Chronophotography is a Victorian application of science (the study of movement, and art photography). It is the technique precursor to cinematography. The word is from the Greek 'chronos' and photography, "pictures of time."Chronophotography is divided into two separate processes: Motography (continuous exposure of the subject) and Strobophotography (intermittent exposure of the subject).

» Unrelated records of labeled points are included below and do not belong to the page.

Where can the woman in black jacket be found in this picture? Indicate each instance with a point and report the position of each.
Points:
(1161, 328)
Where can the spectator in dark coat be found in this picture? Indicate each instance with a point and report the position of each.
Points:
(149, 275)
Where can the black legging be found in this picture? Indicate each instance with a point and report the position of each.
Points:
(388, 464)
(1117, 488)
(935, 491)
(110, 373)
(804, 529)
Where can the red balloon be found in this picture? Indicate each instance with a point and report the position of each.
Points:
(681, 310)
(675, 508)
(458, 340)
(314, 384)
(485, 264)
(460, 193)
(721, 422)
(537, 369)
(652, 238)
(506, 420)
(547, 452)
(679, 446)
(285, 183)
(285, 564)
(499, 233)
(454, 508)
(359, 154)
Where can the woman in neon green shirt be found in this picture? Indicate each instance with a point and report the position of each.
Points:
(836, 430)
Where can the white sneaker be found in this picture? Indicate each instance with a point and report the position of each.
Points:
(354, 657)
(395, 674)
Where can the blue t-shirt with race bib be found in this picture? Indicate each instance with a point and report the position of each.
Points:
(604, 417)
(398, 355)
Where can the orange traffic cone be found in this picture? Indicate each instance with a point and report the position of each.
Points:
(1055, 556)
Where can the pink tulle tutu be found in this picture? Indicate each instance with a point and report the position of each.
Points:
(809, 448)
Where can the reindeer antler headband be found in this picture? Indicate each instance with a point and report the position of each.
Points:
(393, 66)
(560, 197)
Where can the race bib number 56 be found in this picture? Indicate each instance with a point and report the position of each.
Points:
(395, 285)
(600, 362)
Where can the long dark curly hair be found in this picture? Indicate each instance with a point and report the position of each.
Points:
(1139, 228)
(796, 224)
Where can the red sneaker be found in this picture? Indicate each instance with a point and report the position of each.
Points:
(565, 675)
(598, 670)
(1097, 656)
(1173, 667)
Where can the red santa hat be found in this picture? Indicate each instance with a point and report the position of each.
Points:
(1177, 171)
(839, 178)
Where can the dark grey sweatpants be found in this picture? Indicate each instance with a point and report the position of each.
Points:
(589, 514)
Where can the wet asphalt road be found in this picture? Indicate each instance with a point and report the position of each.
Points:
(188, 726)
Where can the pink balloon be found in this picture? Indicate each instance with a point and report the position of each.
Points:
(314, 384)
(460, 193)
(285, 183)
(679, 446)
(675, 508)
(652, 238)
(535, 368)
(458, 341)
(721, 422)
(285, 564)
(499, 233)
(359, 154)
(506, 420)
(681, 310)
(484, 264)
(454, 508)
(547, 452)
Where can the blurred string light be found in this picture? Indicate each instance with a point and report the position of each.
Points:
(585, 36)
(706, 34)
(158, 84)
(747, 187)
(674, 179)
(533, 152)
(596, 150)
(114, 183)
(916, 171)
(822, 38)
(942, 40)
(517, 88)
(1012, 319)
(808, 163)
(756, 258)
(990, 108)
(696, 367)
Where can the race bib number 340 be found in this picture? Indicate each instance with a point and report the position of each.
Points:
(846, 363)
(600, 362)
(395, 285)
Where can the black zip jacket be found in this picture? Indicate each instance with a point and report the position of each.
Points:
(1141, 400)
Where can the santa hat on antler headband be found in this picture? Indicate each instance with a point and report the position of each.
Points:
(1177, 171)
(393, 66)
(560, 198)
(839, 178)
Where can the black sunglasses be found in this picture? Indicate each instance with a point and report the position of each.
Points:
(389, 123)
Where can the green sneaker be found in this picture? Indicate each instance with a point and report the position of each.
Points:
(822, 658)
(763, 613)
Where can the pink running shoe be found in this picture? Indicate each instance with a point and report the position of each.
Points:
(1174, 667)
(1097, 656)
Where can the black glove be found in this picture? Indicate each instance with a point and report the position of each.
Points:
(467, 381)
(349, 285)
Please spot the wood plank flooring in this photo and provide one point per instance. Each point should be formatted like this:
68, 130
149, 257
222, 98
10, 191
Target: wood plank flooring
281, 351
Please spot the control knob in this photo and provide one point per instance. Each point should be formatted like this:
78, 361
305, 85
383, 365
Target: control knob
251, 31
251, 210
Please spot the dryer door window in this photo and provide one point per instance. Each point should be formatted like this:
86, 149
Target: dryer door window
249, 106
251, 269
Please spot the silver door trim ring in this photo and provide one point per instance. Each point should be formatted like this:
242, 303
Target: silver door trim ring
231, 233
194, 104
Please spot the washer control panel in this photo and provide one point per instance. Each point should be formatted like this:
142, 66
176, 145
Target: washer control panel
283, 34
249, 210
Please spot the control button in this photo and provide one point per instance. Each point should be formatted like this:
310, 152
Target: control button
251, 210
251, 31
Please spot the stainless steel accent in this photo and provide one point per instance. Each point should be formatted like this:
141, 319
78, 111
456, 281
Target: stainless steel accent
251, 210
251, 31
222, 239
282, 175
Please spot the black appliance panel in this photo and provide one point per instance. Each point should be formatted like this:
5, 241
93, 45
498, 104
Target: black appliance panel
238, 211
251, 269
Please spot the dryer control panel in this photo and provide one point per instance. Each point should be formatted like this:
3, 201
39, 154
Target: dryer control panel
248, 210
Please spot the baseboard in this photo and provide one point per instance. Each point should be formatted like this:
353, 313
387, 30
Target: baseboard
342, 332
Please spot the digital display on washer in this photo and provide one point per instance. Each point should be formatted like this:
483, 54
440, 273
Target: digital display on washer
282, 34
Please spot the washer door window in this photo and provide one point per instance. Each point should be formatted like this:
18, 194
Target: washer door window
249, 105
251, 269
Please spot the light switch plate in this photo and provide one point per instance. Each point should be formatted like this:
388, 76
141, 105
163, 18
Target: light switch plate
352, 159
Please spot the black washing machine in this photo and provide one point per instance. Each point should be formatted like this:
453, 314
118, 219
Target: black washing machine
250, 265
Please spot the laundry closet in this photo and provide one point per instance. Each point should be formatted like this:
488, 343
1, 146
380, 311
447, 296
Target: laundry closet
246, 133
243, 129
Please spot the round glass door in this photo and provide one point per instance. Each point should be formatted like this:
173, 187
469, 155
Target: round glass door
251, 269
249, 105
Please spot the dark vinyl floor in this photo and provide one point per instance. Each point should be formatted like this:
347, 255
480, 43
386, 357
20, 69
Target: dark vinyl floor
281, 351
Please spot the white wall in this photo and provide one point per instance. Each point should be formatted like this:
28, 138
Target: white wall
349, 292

People like Duchamp took it up later on, and as you can see, his 'nude descending a staircase' was a reference to this type of photography. The image below is by someone called Eadweard Muybridge, who was a pioneer of using multiple cameras to capture an image during the 19th century,



he also did horses, and proved that galloping horses for a time always had four legs on the ground.


Sunday, April 12, 2009

Dada Film

I have been reading up about dada film, here is a quote from the internet:

Dada-related films have several characteristics in common: they disrupt viewer expectations of a conventional narrative, use cinematic defamiliarization of social reality to undermine the norms and code of social convention, and are constantly pointing to the film apparatus as an illusion-producing machine. The difference between Dada and Surrealist films lies in their different strategies of defamiliarizing social reality. Surrealist filmmakers largely rely on conventional cinematography as a means to draw the viewer into the reality produced by the film. However, Dada films work to keep the viewer at a distance, which accounts for the viewer not being deeply disturbed by the film.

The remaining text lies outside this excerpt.